A post that I read today have made me think – again – about what kind of BS the BMI really is, and how it is just not suitable to apply it to individuals. If a doctor can’t be bothered to use some kind of body-fat measurement device (or even a calliper) then they really just should shut up unless the individual is evidently over or underweight.
So what’s wrong with the BMI? We should probably start with what is right with it, and this is not much, really. The sad thing is, the creators of this index knew this and explicitly stated this, but as it happens so often some other individuals without the necessary insight and brainpower have misused this measure, and now people just use it without thinking.
So what’s right? Well, bigger people are, in average, heavier than smaller people. If you want to do statistics on groups of people this can be a problem. Imagine you want to compare different groups and see whether their body-fat percentage (“BF%”) impacts [insert your favorite health marker here]. Now further assume that you can not measure the BF%, eg because you work on a pre-existing dataset . What do you do? Well, you use weight as a proxy of BF% – if a person is fatter, he or she tends to be heavier. Unless she is smaller of course. According to Wikipedia, it seems that Ancel Keys had this problem in about 1972, and he came up with an ingenious solution: following earlier work of a chap called Quetelet, he postulated that weight / height * height is a good enough proxy for BF% across – and that is important – the population that he was studying. But he understood what he was doing:
BMI was explicitly cited by Keys as being appropriate for population studies, and inappropriate for individual diagnosis.
Then Wikipedia continues
Nevertheless, due to its simplicity, it came to be widely used for individual diagnosis, despite its inappropriateness.
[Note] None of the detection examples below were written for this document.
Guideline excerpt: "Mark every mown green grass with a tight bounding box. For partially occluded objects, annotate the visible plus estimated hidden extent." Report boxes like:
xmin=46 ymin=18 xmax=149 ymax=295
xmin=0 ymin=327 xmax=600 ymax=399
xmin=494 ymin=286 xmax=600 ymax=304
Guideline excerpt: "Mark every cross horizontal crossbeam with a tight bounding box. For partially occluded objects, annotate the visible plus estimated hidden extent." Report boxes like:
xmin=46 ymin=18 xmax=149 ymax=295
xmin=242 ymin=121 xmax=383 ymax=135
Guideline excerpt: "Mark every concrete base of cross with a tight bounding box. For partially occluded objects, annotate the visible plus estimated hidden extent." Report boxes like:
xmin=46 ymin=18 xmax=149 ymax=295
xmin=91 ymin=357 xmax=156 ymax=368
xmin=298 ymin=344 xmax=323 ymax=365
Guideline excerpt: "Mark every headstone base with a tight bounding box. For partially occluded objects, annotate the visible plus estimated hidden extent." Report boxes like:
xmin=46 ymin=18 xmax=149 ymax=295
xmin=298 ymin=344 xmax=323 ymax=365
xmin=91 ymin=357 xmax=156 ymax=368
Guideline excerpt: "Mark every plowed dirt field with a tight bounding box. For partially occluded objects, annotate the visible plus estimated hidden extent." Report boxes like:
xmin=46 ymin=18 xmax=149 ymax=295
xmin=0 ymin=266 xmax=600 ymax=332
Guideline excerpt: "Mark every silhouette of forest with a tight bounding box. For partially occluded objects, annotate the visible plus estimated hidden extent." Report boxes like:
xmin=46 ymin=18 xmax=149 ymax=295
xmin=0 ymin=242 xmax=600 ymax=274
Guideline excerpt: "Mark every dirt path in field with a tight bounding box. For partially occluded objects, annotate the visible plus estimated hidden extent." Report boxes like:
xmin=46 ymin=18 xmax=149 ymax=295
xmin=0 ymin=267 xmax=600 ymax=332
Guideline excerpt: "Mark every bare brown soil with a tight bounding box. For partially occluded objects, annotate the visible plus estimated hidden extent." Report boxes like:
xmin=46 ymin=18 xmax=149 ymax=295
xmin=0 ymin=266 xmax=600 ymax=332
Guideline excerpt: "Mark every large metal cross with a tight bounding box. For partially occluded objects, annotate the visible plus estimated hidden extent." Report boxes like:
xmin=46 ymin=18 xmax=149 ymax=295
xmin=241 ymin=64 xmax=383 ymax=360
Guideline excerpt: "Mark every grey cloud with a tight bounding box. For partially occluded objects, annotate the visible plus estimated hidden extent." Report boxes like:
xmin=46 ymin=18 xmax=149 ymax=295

Go figure. Wikipedia is kind enough to provide a graph where we can see how well BMI correlates to BF%
Great fit, isnt it? Well, maybe not. What are the reasons for it. In order to understand this, we need to look at the big ticket items in terms of weight in the human body. First and foremost there is water. I would argue however – and I might be wrong – that in average (across a population, across time, whatever – the water percentage in the tissue is constant, so that we can ignore water. So what else. I’d say, in order of importance for a non-obese individual
- connective tissue
- brain and nervous tissue
Whilst possibly important when comparing genetically different populations (or children for that matter) there is not much an individual can do about the weight of 3,4,5 respectively. So what it really comes down to is fat, and muscle. So [drumroll here] BMI is really related to BF% – assuming that neither muscles nor 3,4,5 interfere. But of course they do: I am certainly not the first one to point out that Arnold Schwarzenegger would have been classified as morbidly obese even though he had <10% body fat.
But I also want to make a second point, that is probably a bit less obvious, and that is related to the height of the individual. This also gives me the opportunity to do some recreational physics, which is – as many of you know – is something I like.
Lets first talk about “scaling”: if you increase the size of a three dimensional object, then – by definition – you increase its length, width, and height. If you double each of those measures, then the volume increases by a factor 2*2*2=8. If you increase it with a factor x, the volume increase with a factor x*x*x=x^3 (x to the power of three). As the weight is generally proportional to the volume (ie, density remains the same), the correct scaling for an object is kg/m^3. Note that the BMI has kg/m^2. This is important. It implies that human bodies do not simply get bigger when the individuals get taller, but that they also change shape.
More precisely, an exponent of 2 (as in kg/m^2) assumes that the width and the depth of the human body only scale with the square-root of the height, rather than proportional to height. To put some numbers to it, increasing the height by 10% would only increase the width of the shoulders, and the distance between the pecs and the shoulder blades, by 5% each. As a consequence the taller individual has proportionally narrower shoulders, and a proportionally less “deep” body. Is this true? According to Wikipedia it is, albeit with a bigger coefficient (between 2.2 and 2.7) meaning that the impact is less pronounced.
So does this mean BMI is wrong, but if we use kg/m^2.5 we are alright? Well, no. We might be slightly better, but if you look at the picture above we go from catastrophically wrong to utterly wrong. 2.5 might be the better choice if there is no other choice – ie when looking at a population where BF% is not available – but there is no excuse to use BMI on an individual.
Or to put it slightly different for every health care professional who still does not understand it (some of my otherwise very intelligent doctors for example): Obese is really just a fancy term for fat, as in a certain individual has too much body fat. The correct measure for this is [another drumroll] body-fat-percentage – to use some straw-man numbers 0-5%BF is too lean, 5-10% is lean, 10-20% is normal (albeit potentially on the fat side), and 20% is obese. BF% can be measured very inexpensively, eg with Tanita scales, or some handheld devices, or a calliper (“pinch-an-inch”). BMI is a proxy for BF%, and a very bad one indeed, absolutely unsuitable for individuals, as has been already noted by the person who has introduced this very measure, and there is absolutely no excuse for using it in an individual assessment.